Por eso la empresa CitySightseeing Lima ha inaugurado un tour que une los más selectos barrios de la capital -Miraflores, San Isidro, Magdalena y San Miguel- con el tradicional puerto chalaco. Es mirar la ciudad desde arriba, pues el bus cuenta con un "segundo piso" descubierto.
Llegar a la Plaza Grau es llenarse los pulmones con la brisa marina chalaca y avistar decenas de barcos, lanchas y botes que, quietas unas o circulando otras, conforman el gran paisaje marino.
Mientras el Catamarán Spondylus se aleja de la bahía, las islas se acercan al viajero. La San Lorenzo, aparece en primer lugar. Ahí se halla la Casa de los Presidentes del Perú. Es la llamada Playa Casino, donde todo Mandatario tiene su vivienda de verano. La zona es administrada por la Marina de Guerra.
Esa gran mole de arena guardaría también el tesoro de un pirata holandés, enterrado ahí junto a todo el botín que almacenó en sus fechorías por el mundo.

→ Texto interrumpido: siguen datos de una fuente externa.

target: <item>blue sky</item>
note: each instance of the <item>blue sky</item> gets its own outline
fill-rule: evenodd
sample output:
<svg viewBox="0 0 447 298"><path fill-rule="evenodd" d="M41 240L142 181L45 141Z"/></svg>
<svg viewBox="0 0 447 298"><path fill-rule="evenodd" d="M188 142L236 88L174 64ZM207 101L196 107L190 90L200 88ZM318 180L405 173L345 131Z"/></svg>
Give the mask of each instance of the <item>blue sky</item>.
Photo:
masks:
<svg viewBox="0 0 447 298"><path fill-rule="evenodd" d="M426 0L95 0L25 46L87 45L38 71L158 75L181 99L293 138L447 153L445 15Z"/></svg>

EL FRONTÓN. La isla penal asoma, a continuación. Con sus antiguos pabellones que albergaron delincuentes, como aquel que se untó con cebo de pelícano, para lanzarse al mar y huir rumbo al Callao; así como políticos de diversas épocas.
Pero fue también la tumba de los terroristas que se amotinaron en 1986 y se enfrentaron a las fuerzas del orden con armas de fuego. Sus lóbregos pabellones guardan esas y otras historias.
ISLA CAVINZA. Su nombre viene del pez que habita esas aguas. Su estructura toda cubierta de blanco por el guano de las aves, fue sinónimo de riqueza durante el siglo XIX.
En sus épocas de esplendor, unas 38 millones de aves las habitaban y ese guano era exportado hacia Inglaterra.
Mientras en los años del 1800 se sacaban unas diez capas de guano, hoy apenas se extraen dos o tres capas. Las aves guaneras se extinguieron. Hoy sólo quedan unos ocho millones.
Lobos y pingüinos en Palomino
Alberga la más grande colonia de lobos marinos. Cinco mil de ellos retozan en el mar. Se sumergen, salen y vuelven a zambullirse en un espectáculo para las cámaras de fotos y videos. Los que prefirieron las rocas emiten sus largos ronquidos que asemejan un gran coro animal con sus tonos graves. Unos metros más allá se halla una colonia de pingüinos de Humboldt. Miden entre 65 a 70 centímetros, a diferencia de sus hermanos de los polos, más grandes y negros. Estos son pingüinos de zonas tropicales que están en peligro de extinción. El 80% no llega a la etapa adulta.